After successfully synthesizing the intermediates, the researchers moved on to produce violaceoid C (3) and eutyscoparol A (4). The synthesis of violaceoid C (3) was relatively straightforward, involving the hydrogenation of the double bond in violaceoid A (1) to yield violaceoid C (3) with high efficiency. For eutyscoparol A (4), the researchers selectively methylated two of the three hydroxy groups in violaceoid A (1) by refluxing the reaction mixture with potassium carbonate and iodomethane. Overall, violaceoid C (3) was synthesized in nine steps with a 30% yield, and eutyscoparol A (4) in nine steps with a 28% yield.

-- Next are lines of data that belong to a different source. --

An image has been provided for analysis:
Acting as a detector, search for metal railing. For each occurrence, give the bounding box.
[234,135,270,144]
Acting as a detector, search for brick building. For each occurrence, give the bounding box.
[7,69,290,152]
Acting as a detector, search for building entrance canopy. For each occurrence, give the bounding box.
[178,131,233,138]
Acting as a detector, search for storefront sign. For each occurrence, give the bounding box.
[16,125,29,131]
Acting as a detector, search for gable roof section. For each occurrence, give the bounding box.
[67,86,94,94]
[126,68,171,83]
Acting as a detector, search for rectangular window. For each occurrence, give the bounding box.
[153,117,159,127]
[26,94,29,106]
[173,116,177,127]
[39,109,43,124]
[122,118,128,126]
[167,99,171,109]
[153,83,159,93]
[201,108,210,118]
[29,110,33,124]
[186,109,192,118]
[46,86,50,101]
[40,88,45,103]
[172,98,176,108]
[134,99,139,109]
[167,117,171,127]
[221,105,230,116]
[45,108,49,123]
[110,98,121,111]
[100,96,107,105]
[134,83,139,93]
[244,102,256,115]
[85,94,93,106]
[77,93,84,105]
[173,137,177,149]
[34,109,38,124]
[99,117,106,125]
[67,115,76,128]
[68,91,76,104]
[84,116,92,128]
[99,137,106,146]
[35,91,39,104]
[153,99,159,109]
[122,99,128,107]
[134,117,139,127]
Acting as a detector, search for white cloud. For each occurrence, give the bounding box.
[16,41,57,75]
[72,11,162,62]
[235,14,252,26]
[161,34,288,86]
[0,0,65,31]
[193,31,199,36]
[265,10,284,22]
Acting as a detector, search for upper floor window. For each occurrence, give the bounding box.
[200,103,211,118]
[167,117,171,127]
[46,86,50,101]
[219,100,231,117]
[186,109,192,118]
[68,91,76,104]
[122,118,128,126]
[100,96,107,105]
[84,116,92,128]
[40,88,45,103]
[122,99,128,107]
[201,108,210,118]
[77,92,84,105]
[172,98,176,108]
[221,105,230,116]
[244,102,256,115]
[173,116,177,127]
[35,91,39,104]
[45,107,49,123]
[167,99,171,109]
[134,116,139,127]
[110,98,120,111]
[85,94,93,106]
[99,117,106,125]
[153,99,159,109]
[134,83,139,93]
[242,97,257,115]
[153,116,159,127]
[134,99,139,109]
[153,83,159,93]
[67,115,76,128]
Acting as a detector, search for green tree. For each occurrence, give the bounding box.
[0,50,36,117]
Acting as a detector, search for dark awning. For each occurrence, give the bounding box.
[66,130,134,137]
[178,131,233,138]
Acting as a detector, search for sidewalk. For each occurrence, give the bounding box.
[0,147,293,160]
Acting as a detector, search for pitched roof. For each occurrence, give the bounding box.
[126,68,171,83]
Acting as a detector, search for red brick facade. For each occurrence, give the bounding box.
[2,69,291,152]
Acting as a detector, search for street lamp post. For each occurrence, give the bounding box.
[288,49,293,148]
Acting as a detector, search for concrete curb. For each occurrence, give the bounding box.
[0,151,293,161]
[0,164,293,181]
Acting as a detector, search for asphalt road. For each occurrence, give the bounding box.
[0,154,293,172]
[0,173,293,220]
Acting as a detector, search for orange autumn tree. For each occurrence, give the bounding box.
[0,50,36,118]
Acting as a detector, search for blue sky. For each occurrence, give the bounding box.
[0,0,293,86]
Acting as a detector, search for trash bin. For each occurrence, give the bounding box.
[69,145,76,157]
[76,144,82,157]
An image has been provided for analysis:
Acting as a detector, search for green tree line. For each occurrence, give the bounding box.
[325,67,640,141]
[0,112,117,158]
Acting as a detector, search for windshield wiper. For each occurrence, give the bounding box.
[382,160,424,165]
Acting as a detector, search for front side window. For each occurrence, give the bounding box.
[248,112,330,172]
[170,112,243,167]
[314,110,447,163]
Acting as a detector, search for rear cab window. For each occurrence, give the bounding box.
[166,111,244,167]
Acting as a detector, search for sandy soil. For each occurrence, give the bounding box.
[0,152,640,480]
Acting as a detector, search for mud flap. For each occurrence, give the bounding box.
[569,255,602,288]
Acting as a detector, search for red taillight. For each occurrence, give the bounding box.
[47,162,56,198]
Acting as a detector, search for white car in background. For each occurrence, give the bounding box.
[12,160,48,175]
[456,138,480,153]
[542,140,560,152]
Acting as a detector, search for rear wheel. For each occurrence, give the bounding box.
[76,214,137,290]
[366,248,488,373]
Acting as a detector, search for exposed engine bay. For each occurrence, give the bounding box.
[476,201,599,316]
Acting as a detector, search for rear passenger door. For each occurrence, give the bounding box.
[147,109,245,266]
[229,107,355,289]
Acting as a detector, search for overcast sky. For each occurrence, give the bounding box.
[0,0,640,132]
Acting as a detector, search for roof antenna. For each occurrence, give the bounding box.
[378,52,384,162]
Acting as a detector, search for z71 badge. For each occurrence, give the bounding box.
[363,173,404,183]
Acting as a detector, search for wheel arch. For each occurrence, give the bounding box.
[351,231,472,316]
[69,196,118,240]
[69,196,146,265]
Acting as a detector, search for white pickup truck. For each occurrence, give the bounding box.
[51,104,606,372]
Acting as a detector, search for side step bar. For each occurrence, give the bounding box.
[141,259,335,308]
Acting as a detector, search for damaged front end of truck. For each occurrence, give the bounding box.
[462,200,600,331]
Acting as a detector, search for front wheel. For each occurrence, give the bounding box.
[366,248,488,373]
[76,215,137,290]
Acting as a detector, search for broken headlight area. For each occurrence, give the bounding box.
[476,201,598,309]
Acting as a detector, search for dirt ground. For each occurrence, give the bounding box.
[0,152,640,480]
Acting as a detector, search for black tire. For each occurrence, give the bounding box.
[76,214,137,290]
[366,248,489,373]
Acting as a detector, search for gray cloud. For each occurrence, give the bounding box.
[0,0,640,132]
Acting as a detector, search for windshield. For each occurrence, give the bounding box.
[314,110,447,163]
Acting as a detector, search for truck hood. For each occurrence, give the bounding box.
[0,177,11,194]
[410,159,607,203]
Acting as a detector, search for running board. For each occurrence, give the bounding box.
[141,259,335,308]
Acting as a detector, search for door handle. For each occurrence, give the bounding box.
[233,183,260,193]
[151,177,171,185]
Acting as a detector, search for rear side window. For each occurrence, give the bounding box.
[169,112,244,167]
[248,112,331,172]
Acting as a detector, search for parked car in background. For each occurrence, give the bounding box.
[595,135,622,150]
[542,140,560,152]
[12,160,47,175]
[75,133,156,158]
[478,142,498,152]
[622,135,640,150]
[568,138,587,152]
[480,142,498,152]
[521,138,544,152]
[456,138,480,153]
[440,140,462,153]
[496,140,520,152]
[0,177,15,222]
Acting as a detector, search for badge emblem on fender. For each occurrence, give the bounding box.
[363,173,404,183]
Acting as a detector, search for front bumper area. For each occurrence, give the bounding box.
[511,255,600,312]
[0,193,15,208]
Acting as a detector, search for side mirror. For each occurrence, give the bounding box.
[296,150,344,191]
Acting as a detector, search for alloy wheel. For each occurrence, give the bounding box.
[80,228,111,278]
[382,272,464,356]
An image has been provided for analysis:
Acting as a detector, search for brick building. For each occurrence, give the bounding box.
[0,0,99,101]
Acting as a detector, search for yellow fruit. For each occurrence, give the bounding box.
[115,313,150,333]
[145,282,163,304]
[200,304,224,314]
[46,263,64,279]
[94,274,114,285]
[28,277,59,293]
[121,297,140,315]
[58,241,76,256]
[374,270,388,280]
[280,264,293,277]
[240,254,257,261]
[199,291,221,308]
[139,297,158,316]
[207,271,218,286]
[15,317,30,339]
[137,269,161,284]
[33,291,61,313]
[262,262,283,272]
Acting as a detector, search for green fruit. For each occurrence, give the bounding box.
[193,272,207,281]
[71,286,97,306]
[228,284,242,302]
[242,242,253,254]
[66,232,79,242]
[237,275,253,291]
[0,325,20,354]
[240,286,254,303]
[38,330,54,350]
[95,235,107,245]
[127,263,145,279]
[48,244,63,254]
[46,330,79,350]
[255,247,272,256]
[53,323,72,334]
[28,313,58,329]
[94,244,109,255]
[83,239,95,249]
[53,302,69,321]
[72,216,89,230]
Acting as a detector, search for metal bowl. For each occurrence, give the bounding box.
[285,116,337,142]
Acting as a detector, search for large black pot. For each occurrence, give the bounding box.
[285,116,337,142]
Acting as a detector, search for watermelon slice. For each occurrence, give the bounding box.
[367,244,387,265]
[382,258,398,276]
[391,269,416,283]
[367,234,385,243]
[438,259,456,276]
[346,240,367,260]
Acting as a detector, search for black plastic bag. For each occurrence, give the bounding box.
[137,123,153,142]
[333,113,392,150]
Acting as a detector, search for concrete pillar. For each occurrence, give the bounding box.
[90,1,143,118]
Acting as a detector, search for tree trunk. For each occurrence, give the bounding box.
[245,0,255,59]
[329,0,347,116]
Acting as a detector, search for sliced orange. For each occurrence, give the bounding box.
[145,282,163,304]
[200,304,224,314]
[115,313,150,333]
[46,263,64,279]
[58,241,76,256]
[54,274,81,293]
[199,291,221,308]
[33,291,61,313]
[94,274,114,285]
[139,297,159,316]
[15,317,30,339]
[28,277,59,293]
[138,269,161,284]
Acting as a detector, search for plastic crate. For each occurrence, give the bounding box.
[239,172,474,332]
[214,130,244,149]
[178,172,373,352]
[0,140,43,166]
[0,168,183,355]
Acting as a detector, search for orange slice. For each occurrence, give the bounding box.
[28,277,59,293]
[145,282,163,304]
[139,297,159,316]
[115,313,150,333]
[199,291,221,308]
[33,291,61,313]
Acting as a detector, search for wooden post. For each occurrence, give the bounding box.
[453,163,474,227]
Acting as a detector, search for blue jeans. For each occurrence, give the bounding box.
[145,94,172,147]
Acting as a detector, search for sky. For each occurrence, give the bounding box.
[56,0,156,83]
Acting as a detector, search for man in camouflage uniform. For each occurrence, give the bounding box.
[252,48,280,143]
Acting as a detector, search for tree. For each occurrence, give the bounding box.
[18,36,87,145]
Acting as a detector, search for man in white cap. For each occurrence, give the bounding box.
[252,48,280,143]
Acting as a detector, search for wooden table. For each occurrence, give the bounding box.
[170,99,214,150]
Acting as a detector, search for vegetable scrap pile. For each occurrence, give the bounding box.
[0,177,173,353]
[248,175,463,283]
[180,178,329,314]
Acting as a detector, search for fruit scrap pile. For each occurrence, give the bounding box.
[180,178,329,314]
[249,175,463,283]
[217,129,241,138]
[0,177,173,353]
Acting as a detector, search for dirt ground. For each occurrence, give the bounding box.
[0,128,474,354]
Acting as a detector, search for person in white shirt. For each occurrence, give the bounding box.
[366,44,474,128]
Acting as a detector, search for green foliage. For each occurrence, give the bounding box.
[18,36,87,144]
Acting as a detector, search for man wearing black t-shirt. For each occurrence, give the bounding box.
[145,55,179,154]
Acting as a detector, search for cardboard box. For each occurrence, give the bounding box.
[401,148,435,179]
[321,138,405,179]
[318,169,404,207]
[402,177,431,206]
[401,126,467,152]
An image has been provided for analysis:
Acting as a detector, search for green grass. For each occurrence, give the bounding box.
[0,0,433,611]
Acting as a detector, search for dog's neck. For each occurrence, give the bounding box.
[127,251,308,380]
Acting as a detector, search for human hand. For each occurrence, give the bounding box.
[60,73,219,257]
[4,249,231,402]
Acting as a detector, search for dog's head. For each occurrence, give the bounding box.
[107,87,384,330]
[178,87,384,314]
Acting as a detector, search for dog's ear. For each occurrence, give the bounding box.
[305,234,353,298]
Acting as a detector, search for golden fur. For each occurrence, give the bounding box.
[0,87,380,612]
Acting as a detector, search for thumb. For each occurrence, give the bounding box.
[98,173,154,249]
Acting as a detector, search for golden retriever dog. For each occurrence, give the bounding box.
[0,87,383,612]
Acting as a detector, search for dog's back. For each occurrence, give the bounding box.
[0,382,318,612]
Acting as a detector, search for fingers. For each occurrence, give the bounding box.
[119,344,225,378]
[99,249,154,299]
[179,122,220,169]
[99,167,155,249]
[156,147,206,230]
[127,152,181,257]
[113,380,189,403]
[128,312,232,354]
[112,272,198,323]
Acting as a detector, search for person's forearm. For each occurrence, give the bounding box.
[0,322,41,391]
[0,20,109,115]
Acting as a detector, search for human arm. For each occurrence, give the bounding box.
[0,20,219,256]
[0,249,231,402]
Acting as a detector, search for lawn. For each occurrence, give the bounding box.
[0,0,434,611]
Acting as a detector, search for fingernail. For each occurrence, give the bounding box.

With improved yields and simpler synthesis steps, the proposed approach makes it easier to produce these compounds on a larger scale and could lead to further research into their potential therapeutic properties. “The synthesis of violaceoid A and eutyscoparol C on a subgram scale will help us study their pharmacological effects, which we expect to include cytotoxic, antibacterial, and antimalarial activities,” concludes Prof. Shiina.